Es stimmt, gegen die Wahl von Christoph Hein hat es massive und unsachliche Polemiken gegeben, vor allem in überregionalen Zeitungen aus dem fernen Westen. Da war von einer Wahl die Rede, die ihre Begründung allein in Heins Ostbiographie finde. Gegen den Schriftsteller Christoph Hein wurde eingewandt, daß dessen praktische Theaterarbeit als Dramaturg von Benno Besson bereits zwanzig Jahre zurückliege. Und daß er sich als Dramatiker einem eher konventionellen Realismus verschrieben hat, der seine Stücke nach der Wende, als sie nicht mehr von einer Reibung mit der bösen gesellschaftlichen Wirklichkeit profitieren konnten, wenig erfolgreich sein ließ. Und da der 60jährige Christoph Hein nun auch nicht gerade für einen Jungintendanten gelten konnte, machte sich das Rätselraten um die Gründe für Senator Fliers Wahl in einem bösen Ost-West-Kulturkampf Luft. Was nicht Hein, sondern allein Senator Flierl mit seinem ungeschickten Vorgehen zu verantworten hatte. Doch die Hatz der Feuilletons hat für Christoph Hein, der das Theater nicht als ostdeutsches oder als westdeutsches, sondern als deutsches Theater leiten wollte, schlimme Folgen.
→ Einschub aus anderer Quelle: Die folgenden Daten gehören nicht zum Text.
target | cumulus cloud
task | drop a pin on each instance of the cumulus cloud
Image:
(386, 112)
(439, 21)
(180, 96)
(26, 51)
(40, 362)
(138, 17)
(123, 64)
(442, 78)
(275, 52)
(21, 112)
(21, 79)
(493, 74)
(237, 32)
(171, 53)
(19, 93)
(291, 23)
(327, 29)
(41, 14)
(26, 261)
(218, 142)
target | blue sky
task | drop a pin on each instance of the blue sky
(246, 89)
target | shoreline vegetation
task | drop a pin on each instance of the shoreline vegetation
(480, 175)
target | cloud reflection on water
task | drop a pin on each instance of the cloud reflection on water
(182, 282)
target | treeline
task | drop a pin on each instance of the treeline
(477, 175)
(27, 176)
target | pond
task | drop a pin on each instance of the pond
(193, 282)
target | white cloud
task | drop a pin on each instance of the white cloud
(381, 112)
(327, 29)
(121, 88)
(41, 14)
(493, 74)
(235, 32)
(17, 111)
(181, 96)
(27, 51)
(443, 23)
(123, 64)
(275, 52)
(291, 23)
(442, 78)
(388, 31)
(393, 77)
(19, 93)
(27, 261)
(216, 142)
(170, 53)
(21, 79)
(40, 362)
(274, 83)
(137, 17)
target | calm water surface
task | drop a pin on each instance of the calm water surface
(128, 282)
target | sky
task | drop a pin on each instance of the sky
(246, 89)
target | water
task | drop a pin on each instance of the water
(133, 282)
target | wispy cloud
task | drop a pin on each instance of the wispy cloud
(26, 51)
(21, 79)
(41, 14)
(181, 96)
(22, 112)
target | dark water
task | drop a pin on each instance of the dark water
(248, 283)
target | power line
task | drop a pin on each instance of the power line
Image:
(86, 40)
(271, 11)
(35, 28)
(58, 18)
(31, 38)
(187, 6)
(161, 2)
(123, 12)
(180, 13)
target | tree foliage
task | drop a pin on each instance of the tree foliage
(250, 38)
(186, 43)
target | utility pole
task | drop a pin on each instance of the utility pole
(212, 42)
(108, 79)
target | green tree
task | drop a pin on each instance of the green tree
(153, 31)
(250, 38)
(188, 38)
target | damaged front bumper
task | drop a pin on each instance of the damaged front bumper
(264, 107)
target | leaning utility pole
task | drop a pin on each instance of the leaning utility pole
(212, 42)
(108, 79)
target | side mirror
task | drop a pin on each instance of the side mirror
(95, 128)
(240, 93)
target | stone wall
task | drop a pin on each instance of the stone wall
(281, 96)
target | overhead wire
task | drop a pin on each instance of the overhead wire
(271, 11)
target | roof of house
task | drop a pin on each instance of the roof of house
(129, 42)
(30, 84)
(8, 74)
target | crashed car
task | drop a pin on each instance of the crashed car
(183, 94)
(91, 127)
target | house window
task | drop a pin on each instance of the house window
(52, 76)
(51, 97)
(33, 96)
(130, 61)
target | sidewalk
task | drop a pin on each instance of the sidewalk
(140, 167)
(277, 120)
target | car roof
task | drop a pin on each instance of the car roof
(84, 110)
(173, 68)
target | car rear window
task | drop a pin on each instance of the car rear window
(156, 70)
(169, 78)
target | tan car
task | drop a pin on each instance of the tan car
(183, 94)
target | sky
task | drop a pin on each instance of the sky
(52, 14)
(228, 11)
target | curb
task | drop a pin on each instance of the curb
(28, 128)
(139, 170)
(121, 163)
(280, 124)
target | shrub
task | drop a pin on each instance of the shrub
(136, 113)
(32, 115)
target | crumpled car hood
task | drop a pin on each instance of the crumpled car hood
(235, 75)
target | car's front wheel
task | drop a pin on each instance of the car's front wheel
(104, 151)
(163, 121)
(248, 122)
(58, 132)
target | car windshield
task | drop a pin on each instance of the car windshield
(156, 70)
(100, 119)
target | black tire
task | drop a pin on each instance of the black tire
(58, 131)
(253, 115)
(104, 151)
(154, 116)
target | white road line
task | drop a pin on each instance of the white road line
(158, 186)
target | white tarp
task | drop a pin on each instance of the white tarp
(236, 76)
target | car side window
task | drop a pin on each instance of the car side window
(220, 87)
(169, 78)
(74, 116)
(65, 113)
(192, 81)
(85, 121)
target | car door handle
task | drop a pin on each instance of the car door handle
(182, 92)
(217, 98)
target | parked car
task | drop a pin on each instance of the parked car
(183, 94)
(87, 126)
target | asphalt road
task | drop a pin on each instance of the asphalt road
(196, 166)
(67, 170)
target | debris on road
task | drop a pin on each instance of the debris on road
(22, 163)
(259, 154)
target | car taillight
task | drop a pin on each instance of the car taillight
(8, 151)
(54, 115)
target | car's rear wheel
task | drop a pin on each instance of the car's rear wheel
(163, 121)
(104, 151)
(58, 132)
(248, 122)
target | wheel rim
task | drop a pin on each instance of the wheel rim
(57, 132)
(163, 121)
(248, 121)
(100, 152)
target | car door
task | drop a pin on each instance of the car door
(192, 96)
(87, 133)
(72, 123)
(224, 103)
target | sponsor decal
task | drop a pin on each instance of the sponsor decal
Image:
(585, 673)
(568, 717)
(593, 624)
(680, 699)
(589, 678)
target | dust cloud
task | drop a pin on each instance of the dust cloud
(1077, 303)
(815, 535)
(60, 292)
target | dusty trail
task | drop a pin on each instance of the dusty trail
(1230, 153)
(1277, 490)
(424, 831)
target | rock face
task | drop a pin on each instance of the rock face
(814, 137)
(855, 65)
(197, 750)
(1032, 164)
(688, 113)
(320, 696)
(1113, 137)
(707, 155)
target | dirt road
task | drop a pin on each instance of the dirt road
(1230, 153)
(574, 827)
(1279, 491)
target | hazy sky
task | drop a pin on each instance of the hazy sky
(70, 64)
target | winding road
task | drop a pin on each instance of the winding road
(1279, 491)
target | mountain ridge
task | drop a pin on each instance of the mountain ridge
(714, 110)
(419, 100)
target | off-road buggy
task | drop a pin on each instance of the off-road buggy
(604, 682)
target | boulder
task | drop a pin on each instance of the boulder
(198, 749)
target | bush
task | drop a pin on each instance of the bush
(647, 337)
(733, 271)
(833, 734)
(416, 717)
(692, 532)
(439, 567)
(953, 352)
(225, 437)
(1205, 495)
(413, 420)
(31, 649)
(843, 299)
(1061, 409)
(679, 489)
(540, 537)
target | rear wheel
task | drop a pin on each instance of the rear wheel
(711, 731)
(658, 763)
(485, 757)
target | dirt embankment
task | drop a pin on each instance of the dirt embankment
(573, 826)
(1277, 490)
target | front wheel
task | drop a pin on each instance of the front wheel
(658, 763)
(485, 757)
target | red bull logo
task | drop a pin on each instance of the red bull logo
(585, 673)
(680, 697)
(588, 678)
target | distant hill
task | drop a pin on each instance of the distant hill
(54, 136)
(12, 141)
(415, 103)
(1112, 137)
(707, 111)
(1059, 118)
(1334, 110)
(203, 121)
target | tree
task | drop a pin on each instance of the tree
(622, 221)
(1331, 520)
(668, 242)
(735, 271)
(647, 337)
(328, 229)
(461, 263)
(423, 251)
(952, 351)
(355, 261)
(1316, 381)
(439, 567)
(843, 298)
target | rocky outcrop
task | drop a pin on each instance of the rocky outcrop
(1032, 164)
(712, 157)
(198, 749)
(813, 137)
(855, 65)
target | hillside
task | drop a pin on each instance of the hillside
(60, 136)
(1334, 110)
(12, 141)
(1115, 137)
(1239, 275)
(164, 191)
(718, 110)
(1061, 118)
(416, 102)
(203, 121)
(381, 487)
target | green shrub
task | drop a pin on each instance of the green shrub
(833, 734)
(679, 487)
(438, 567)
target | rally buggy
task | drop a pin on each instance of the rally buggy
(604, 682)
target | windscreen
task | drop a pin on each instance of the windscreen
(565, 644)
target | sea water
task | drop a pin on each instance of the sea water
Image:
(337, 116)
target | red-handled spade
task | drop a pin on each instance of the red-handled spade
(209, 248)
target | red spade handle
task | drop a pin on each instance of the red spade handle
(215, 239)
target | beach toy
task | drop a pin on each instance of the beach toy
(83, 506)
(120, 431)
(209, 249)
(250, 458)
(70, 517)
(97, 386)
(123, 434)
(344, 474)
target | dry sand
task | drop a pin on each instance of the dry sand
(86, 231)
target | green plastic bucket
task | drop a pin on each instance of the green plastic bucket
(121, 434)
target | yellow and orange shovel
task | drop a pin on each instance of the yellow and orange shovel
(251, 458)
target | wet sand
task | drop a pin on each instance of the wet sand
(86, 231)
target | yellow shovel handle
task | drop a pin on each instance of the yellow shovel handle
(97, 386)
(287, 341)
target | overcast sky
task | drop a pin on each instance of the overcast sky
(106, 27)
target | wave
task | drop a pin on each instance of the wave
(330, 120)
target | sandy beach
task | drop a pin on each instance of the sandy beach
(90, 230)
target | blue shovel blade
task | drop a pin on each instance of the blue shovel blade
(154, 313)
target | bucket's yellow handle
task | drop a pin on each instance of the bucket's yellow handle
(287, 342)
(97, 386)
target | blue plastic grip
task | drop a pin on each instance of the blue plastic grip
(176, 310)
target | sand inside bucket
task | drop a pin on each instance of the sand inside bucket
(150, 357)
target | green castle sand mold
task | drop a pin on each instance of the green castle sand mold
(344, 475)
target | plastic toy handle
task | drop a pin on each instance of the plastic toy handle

Christoph Heins Entscheidung, in dieser Situation erst gar nicht anzutreten, ist so nobel wie sympathisch naiv. Mit seiner intellektuellen Redlichkeit und seiner moralischen Dünnhäutigkeit bestätigt er dabei die Warner, die dem Schriftsteller nicht die praktische Härte für das Intendantengeschäft zugetraut hatten.
Während sich Thomas Flierl weiterhin als unbeschädigter und erfolgreicher Macher sieht. Gegen einen offenen Brief aus dem Ensemble, der ihm vorwirft, statt künstlerischer Vielfalt eine Einheitlichkeit etablieren zu wollen, wendet er sich mit durchaus neuem Differenzierungsvermögen.
Die verfahrene Situation will Thomas Flierl erstmals nicht im Alleingang, sondern mit Hilfe einer Findungskommission lösen. Hortensia Völckers von der Kulturstiftung des Bundes, Ulrich Khuon, Intendant des Hamburger Thalia Theaters und der Leipziger Intendant Wolfgang Engel sollen sich auf die schwierige Suche nach einem neuen Intendanten machen: Senator Flierl.